Figure 7. — **Phosphorylated p62 translocates to mitochondria in an AMPK-dependent manner in I(−) HCN cells.** A, co-transfection of Sh-rp62 HCN cells with plasmids encoding DsRed2-Mito and HA-hp62-WT, -S294A mutant, or -S294E mutant. Translocation of p62 to mitochondria was examined by immunocytochemistry 5 h after insulin withdrawal. CC (0.5 μm) was added as indicated. B, analysis of A. Quantification of mitochondrial localization of p62 (n = 9) is shown. C, live confocal imaging for monitoring mitochondrial translocation of GFP-p62 upon insulin withdrawal. *Arrowheads* indicate the immobile p62 puncta in I(+) HCN cells; *arrows* indicate the dynamic p62 puncta that overlap with the mitochondria and change their size over time in I(−) HCN cells. D, AMPK is required for p62 translocation to mitochondria. Insulin withdrawal-induced translocation of hp62-WT, but not its phosphomimicking S294E form, was prevented in AMPK α2 KO HCN cells. E, analysis of D. Quantification of mitochondrial localization of p62 (n = 10) is shown. F, detection of phosphorylated p62 in the mitochondrial fraction following insulin withdrawal for 5 h. Subcellular fractions were analyzed by Western blotting with p62 Ser-293 phosphospecific antibody. Blots shown are representative of three independent experiments, which yielded similar results. *Error bars* represent ±S.D. from independent assays. *, p < 0.05; **, p < 0.01; ***, p < 0.001. *Scale bar*, 10 μm. *Cyto*, cytosolic fraction; *Mito*, mitochondrial fraction; *COX*, cytochrome c oxidase; *p-p62*, phosphorylated p62; *t-p62*, total p62.
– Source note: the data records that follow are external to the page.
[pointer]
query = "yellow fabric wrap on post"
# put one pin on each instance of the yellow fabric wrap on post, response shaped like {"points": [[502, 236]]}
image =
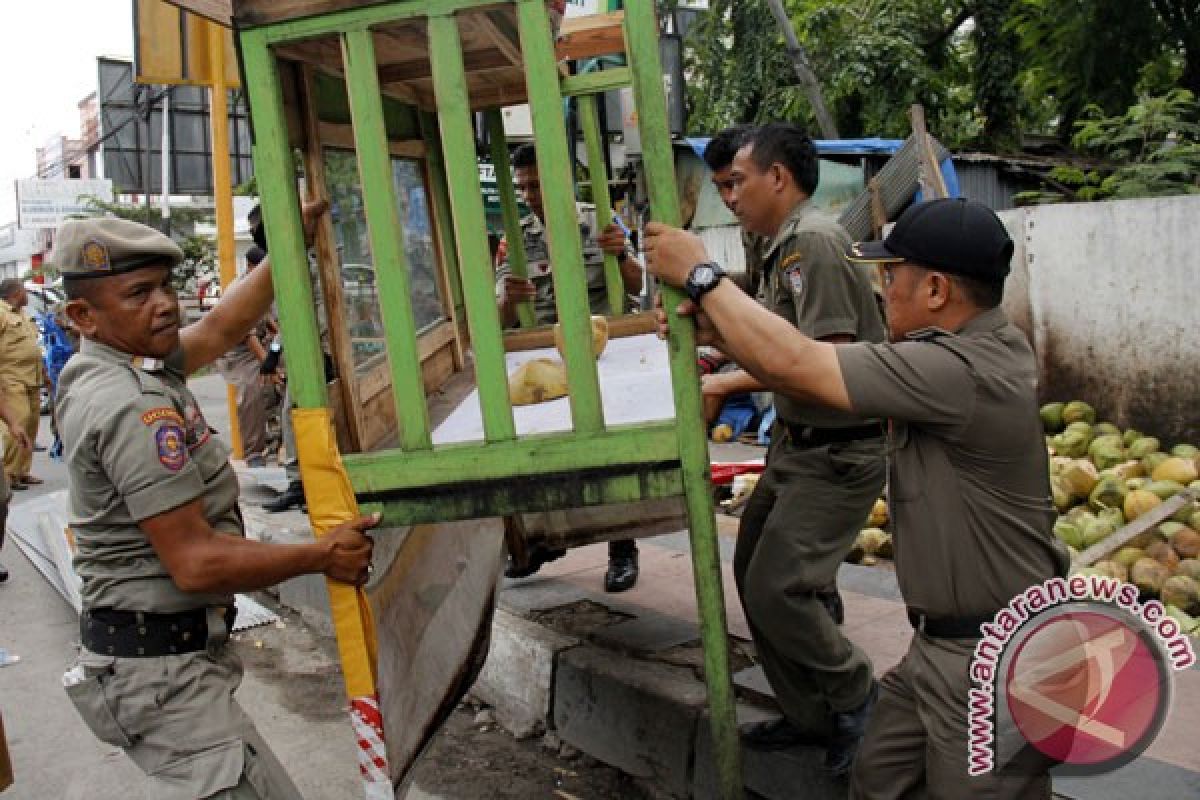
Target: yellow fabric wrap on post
{"points": [[331, 503]]}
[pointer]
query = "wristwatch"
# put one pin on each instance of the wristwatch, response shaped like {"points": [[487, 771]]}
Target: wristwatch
{"points": [[702, 280]]}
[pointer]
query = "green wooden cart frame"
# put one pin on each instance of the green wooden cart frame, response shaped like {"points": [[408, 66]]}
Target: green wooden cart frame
{"points": [[595, 463]]}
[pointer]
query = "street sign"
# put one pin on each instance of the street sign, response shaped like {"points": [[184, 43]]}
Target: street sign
{"points": [[47, 203]]}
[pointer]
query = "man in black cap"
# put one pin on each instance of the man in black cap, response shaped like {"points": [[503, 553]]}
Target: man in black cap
{"points": [[969, 483], [160, 540]]}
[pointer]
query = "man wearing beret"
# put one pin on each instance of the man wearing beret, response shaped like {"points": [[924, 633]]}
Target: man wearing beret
{"points": [[154, 509], [969, 482]]}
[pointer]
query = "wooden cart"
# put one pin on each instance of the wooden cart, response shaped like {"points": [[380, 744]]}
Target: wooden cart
{"points": [[389, 90]]}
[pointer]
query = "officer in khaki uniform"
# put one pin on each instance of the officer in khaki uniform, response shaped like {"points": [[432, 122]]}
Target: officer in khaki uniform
{"points": [[22, 376], [825, 468], [154, 507], [539, 287], [969, 485]]}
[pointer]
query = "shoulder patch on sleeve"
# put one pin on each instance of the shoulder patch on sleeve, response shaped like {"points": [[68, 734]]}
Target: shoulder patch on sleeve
{"points": [[162, 413], [172, 450]]}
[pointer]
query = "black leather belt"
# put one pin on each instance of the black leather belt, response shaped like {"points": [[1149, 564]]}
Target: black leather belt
{"points": [[143, 635], [805, 435], [948, 627]]}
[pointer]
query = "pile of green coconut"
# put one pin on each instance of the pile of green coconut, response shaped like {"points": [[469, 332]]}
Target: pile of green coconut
{"points": [[1103, 477]]}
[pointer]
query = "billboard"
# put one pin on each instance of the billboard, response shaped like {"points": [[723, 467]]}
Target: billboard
{"points": [[47, 203], [131, 125]]}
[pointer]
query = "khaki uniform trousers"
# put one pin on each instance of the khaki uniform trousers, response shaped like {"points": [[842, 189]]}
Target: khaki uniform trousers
{"points": [[25, 407], [797, 528], [916, 744], [177, 719]]}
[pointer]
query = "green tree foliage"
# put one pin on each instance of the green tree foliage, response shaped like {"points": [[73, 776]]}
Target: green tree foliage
{"points": [[1151, 150]]}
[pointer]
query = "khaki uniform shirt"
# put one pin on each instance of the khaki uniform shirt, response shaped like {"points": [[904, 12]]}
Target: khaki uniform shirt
{"points": [[21, 356], [969, 476], [541, 272], [137, 445], [809, 282]]}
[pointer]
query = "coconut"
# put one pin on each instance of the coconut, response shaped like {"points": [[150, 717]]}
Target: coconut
{"points": [[1149, 576], [1128, 555], [1186, 542], [1164, 554], [1114, 570], [879, 516], [1139, 501], [1181, 591], [1068, 533], [1144, 446], [537, 382], [1186, 451], [1108, 493], [1051, 416], [1072, 444], [1164, 489], [1077, 411], [1189, 567], [599, 336], [1151, 461], [1108, 453], [1181, 470], [1131, 437]]}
To further confirm that mitochondrial translocation of p62 depends on AMPK, we expressed HA-hp62 in AMPK α2 KO HCN cells. Similar to pharmacological inhibition of AMPK activity, ablation of the AMPK α2 subunit suppressed mitochondrial translocation of hp62-WT in the I(−) condition (Fig. 7, D and E). Similarly, hp62-S294A failed to translocate to mitochondria (Fig. 7, D and E). However, a considerable fraction of hp62-S294E was still observed in the mitochondria in I(−) AMPK α2 KO HCN cells, consistent with the ability of this phosphorylation-mimicking mutant to bypass the requirement for AMPK activation (Fig. 7, D and E). Without hp62 translocation, mitochondria retained normal filamentous morphology, but hp62-S294E-containing mitochondria were small and fragmented. Subcellular fractionation also showed a substantial increase in phosphorylated p62 in the mitochondrial fraction of I(−) HCN cells compared with the mitochondrial fraction of I(+) HCN cells (Fig. 7F). Moreover, a considerable amount of LC3, in particular LC3-II, was detected in the mitochondrial fraction of I(−) HCN cells (Fig. 7F). These results suggest the induction of mitophagy upon translocation of AMPK-phosphorylated p62. To assess whether p62 phosphorylation is required for mitophagy, we tested the ability of hp62-WT and the Ser-294 mutants to rescue mitophagy in Sh-rp62 HCN cells co-transfected with mt-mKeima. Whereas hp62-S294E and -WT rescued mitophagy and were readily detected in the mitochondria, showing a high 561/458 nm ratio in I(−) Sh-rp62 HCN cells, hp62-S294A failed to induce mitophagy (Fig. 8, A and B). These findings strongly suggest that AMPK-phosphorylated p62 mediates mitophagy in HCN cells during ACD following insulin withdrawal.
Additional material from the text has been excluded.